Et attention, car en cas de litige, c’est à l’employeur de prouver qu’il a bien remis un exemplaire du formulaire au salarié ! Dès lors, pour se ménager cette preuve, l’employeur doit remettre son exemplaire au salarié contre décharge ou lui faire apposer de manière manuscrite, dans le formulaire, une mention indiquant qu’un exemplaire lui a bien été remis tel jour.

Un délai de rétractation
Une fois le formulaire de rupture conventionnelle signé, l’employeur et le salarié disposent de 15  jours calendaires (donc en comptant tous les jours de la semaine) pour revenir sur leur décision. Pour être valable, cette rétractation doit être communiquée à l’autre partie par lettre recommandée avec accusé de réception ou par lettre remise en mains propres contre décharge. La rétractation n’ayant pas à être motivée.

Une homologation de la Dreets

L’homologation permet aux pouvoirs publics de s’assurer que la procédure de rupture conventionnelle a bien été respectée (règle d’assistance, délai de rétractation…) et de vérifier que le consentement de l’employeur et du salarié à cette rupture est libre. À l’issue du délai de rétractation (et surtout pas avant !), l’employeur ou le salarié doivent demander l’homologation de la rupture auprès de la Dreets. Dans les faits, cette demande consiste à adresser le formulaire de rupture conventionnelle à l’administration. Elle doit être effectuée par voie dématérialisée via le téléservice TéléRC. Un dépôt du formulaire  papier auprès de la Dreets demeure toutefois possible si le salarié ou l’employeur ne sont pas en mesure d’utiliser ce service et s’ils en informent la Dreets.
L’administration dispose ensuite de 15 jours ouvrables (donc en ne comptant ni les dimanches ni les jours fériés), à partir de la réception de la demande, pour répondre. Sachant qu’en l’absence de réponse dans ce délai, l’homologation est acquise. 

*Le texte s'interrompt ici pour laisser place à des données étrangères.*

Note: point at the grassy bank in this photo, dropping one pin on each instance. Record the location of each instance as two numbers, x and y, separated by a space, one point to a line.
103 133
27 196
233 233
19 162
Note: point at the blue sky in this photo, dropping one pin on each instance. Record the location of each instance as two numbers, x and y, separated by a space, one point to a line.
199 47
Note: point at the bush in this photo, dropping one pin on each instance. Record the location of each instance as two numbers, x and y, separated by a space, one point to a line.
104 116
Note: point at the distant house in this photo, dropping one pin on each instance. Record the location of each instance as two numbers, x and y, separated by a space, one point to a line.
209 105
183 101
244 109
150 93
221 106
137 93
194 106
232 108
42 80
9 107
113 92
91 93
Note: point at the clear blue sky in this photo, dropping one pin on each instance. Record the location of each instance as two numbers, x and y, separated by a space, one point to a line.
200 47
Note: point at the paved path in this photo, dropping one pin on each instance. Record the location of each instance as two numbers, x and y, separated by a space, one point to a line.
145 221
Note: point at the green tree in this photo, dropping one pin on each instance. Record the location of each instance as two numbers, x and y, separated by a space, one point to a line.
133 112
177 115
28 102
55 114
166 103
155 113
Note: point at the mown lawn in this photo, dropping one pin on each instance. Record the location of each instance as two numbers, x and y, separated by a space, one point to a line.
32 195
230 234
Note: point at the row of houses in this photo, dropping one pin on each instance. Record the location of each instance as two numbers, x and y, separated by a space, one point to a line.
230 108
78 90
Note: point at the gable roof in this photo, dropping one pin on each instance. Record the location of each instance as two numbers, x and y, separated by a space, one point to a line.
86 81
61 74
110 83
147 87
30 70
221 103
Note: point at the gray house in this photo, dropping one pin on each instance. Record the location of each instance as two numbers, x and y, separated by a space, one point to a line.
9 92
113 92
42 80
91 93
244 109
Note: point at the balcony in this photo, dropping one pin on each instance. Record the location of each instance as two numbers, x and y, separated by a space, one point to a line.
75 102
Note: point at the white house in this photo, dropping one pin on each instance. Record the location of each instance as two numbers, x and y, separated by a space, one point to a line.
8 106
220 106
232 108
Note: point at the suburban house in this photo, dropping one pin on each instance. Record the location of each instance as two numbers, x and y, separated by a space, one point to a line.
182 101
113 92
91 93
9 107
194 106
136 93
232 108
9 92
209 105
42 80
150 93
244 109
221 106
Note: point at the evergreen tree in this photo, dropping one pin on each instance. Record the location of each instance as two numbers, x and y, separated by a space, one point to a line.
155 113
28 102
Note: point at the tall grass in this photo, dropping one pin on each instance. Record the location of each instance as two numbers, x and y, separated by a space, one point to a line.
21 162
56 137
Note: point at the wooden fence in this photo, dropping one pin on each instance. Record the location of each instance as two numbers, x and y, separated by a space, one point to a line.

Quand la rupture prend-elle effet ? 

Le contrat de travail prend fin à la date mentionnée dans la convention de rupture et, au plus tôt, le lendemain de la réception de la décision d’homologation de la Dreets (ou de l’expiration du délai de 15 jours). Et c’est aussi après validation de la rupture conventionnelle que l’employeur doit remettre au salarié un certificat de travail, un solde de tout compte et une attestation Pôle emploi.

La rupture peut-elle être contestée ?

La validité de la rupture ainsi que son homologation peuvent être contestées devant le conseil de prud’hommes dans les 12 mois suivant la date d’homologation de la convention par la Dreets. Sachant que seuls le vice du consente-ment (dol, contrainte...) et la fraude peuvent remettre en cause cette validité. Toute clause insérée dans la convention visant à renoncer à la possibilité de contester la rupture est réputée non écrite. 
Passé ce délai d’un an, le divorce est définitivement consommé entre l’employeur et le salarié !

Et si la rupture concerne un salarié protégé ?

L’employeur et le salarié protégé (délégué syndical, membre du comité social et économique…) doivent remplir un formulaire de rupture conventionnelle spécifique (Cerfa n° 14599*01) et l’adresser, pour autorisation, à l’inspecteur du travail. Ce document doit impérativement mentionner la nature du ou des mandats détenus par le salarié. Et attention, car le projet de rupture conventionnelle conclu avec un membre du comité social et économique doit obligatoirement être soumis à la consultation de ce comité. L’avis de ce dernier devant être transmis à l’inspection du travail en complément du formulaire. L’inspecteur du travail apprécie alors la liberté du consentement du salarié protégé en diligentant une enquête contradictoire (audition individuelle de l’employeur et du salarié).
La rupture conventionnelle devient effective le lendemain du jour de l’autorisation de l’inspecteur du travail, ce dernier devant statuer dans les 15 jours ouvrables suivant la réception de la demande. Étant précisé que le silence de l’inspecteur du travail vaut décision implicite de rejet au bout de 2 mois.